How does this happen? Big tech firms like Google, Facebook, Twitter, Instagram, Snapchat etc., collect data of their users and keep track of their online history and behaviour. This helps them create better predictive products which they later sell to ad tech firms. These firms create ads specific to a set of people and display it to them on their social media feed or websites they visit. The reason behind such targeting is that the more relevant the ad is to an individual, the higher is the probability of them clicking it. Tech firms are making huge profits from selling this users’ data. Google made a revenue of $134 billion in 2019 just from its advertising business. This helps them provide free services like Google services and social media platforms.

But one question arises from all this, “Who gave them the permission to use our information?”. This type of data collection is a blatant invasion of a user’s online privacy. When we download apps on our phones or sign up for accounts on various social media platforms, we are provided with lengthy pages of terms and conditions. Rarely does a person read it in detail. Adding on to this, there are legal jargons and technical terms included in these pages, which a common person would find hard to understand. Consequently, one clicks on the “I accept” button without understanding what they have consented to. This type of consent is not explicit but is a tacit consent since the person is not fully aware about it.

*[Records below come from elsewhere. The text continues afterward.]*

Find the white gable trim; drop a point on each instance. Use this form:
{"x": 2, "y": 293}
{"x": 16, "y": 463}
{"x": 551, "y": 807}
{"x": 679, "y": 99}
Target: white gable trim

Ad tech giants like Google, Facebook and others try to get away with it by saying that it is being done to create more personalised products and customising services based on one’s needs. But this is at very high cost to the users. There have been numerous instances where this data collection has not only invaded people’s privacy but even lead to discrimination against some communities. In 2016, Facebook was accused of allowing advertisers to show housing ads to only some communities and not to other like ‘women who wear hijabs’, ‘Puerto Rico islanders’ and ‘foreigners’. YouTube was fined $170 million for collecting information about children and displaying ads to them via children’s videos in 2019. This data was being collected without the consent of their parents or guardians.
Another example is that of Google’s Street View, a feature available for Google users where one can see a 360-degree view of the place that they have typed in Google Search. One can visit art galleries, walk through roads, walk along a beach or sit by a river with just their phone even though they are miles away from that place. Google had started recording photographs and videos of these places by using a vehicle or a man equipped with a large camera in his backpack. But what they never sought was the consent of people staying in these places. Houses, cars and even people have been photographed and become permanent parts of the internet through this feature, without securing their permission.

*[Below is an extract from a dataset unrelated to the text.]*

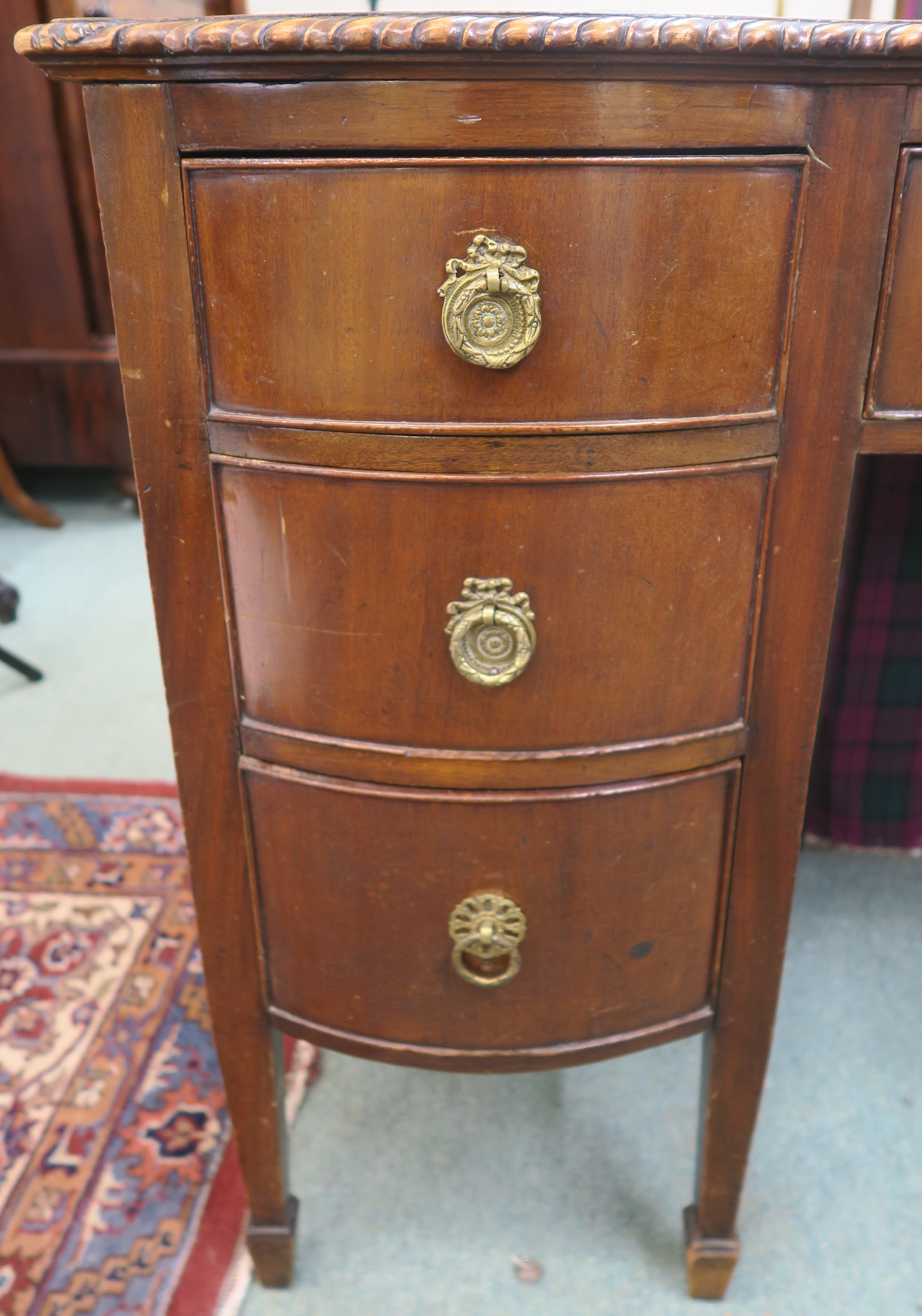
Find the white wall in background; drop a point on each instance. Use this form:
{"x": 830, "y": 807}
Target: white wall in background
{"x": 829, "y": 10}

One of the biggest internet scandals involving the Cambridge Analytica firm and Facebook finally opened people’s eyes to the loose privacy policies of many social media platforms and tech firms. A type of targeted ad that used behaviour modification techniques was displayed to voters of USA before the general elections of 2016. By understanding a person’s online identity and personality, researchers can create ads that might help change their behaviour which would in turn result in a change in their votes. It is alleged that these types of ads were even used in India for state elections in Bihar.

A law to protect your privacy

Policy makers and researchers all over the world have now realized the power these few tech giants hold over nearly the entire population. The known uses of this data collection are targeted advertisements, personalised products and services. But these ads also have the power to change people’s behaviour. Since it has entered politics and our daily lives, countries have begun to make laws to protect their citizens’ online privacy. The European Union has come up with General Data Protection Regulation (GDPR) which has been one of the most successful laws in this field. States of the US are creating laws catering to their states respectively.

India has recently introduced The Personal Data Protection Bill 2019 in the Lok Sabha. This is a modified version of the Personal Data Protection Bill 2018 created by the Justice B.N Srikrishna Committee. The Bill details the rights of the authorities and the citizens and even specifies the penalties upon breaking the laws. Stricter laws are needed to keep in check with evolving technologies and still protect our online privacy.

Poorvi Bose

Poorvi Bose is an Electronics Engineer and a Teach for India fellow, Poorvi Bose is presently pursuing her Master’s in Public Policy for NLSIU Bangalore.